Electrophoretic mobility and colloidal stability of PLGA particles coated with IgG.

Drug delivery systems based on polymeric nanocarriers have been widely exploited during the last years. However, one of the basic problems that is still not totally solved in this kind of systems is the ability of delivering drugs to specific target cells. Coating the nanocarrier with reactive antibodies against specific molecules presented in the external membrane of the target cells is a usual recommendation. In this paper, an ideal delivery system has been studied. Nanoparticles made of poly(d,l-lactic acid/glycolic acid) 50/50 (PLGA) polymers have been coated with polyclonal IgG. In the first part of the paper, some basic characteristics of these IgG-PLGA complexes have been analysed (i.e. size, electrophoretic mobility and colloidal stability). Then, the immunoreactivity of the immobilized IgG molecules was tested by using an optical device, monitoring the binding of a standard molecule (C-reactive protein, CRP) to the antibody (antiCRP-IgG) adsorbed on the PLGA particles.
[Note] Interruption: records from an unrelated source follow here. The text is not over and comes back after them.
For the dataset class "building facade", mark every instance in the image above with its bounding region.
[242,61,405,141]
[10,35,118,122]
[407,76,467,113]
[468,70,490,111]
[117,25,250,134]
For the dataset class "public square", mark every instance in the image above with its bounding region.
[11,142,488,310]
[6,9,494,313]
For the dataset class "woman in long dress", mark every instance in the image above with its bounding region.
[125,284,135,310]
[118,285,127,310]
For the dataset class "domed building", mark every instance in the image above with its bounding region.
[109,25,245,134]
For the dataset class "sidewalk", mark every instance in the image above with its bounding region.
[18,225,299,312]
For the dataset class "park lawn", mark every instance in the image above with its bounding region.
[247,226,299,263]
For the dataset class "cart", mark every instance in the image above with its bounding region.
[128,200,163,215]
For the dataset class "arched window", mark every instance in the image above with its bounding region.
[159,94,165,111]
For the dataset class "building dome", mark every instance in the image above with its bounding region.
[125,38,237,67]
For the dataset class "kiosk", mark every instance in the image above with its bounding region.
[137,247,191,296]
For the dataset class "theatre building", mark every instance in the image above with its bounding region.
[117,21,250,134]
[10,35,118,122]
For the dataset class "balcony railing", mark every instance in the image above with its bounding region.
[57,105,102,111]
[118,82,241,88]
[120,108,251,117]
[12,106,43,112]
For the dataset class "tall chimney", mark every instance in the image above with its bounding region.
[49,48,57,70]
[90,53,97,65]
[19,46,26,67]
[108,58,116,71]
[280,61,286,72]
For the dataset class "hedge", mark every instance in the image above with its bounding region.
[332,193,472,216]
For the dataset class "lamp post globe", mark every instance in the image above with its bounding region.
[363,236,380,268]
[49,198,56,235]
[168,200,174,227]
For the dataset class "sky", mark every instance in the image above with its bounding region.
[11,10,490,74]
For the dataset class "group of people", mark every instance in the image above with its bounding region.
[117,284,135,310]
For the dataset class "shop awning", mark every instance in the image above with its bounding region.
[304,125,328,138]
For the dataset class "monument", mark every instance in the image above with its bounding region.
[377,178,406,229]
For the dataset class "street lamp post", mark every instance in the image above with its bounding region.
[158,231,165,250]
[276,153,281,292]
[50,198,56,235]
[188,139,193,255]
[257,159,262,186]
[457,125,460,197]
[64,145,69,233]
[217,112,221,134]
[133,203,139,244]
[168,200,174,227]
This allowed us to estimate the percentage of active IgG molecules on the PLGA particles by applying a simple kinetic model to the immunoreactivity results. According to this model, the PLGA-IgG particles supply a good immunoresponse even if only less than 5% of the total IgG molecules on the surface were active. Despite the simplicity of the system, the results may be of potential interest for developing more realistic nanocarriers with targeting ability. That is, it can be inferred that it is possible to obtain a high targeting specificity in IgG-sensitized nanocarriers even working with a low coverage of active antibody molecules. The results have been compared with those similarly obtained with polystyrene (PS) particles used as a reference system.
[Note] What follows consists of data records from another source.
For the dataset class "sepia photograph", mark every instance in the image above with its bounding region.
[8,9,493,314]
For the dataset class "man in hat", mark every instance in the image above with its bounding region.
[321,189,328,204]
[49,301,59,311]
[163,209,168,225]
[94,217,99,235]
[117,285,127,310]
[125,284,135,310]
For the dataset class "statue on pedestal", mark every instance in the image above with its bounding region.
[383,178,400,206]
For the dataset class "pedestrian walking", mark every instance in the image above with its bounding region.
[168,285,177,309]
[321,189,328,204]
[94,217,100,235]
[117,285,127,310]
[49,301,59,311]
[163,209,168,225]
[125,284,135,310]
Colloidal stability of pluronic F68-coated PLGA nanoparticles: a variety of stabilisation mechanisms.

Poloxamers are a family of polypropylene oxide (PPO) and polyethylene oxide (PEO) tri-block copolymers that are usually employed in the micro- and nanoparticulate engineering for drug delivery systems. The aim of this work is to study the electrophoretic mobility (mu(e)) and colloidal stability of complexes formed by adsorbing a poloxamer (Pluronic F68) onto poly(d,l-lactic-co-glycolic acid) (PLGA) nanoparticles. A variety of stabilisation mechanisms have been observed for the Pluronic-coated PLGA nanoparticles, where DLVO interactions, solvent-polymer segment interactions and hydration forces play different roles as a function of the adsorbed amount of Pluronic. In addition, the mu(e) and stability data of these complexes have been compared to those obtained previously using a PLGA-Pluronic F68 blend formulation. As both the mu(e) and the stability data are identical between the two systems, a phase separation of both components in the PLGA-Pluronic blend formulation is suggested, being the PLGA located in the core of the particles and the Pluronic in an adsorbed shell.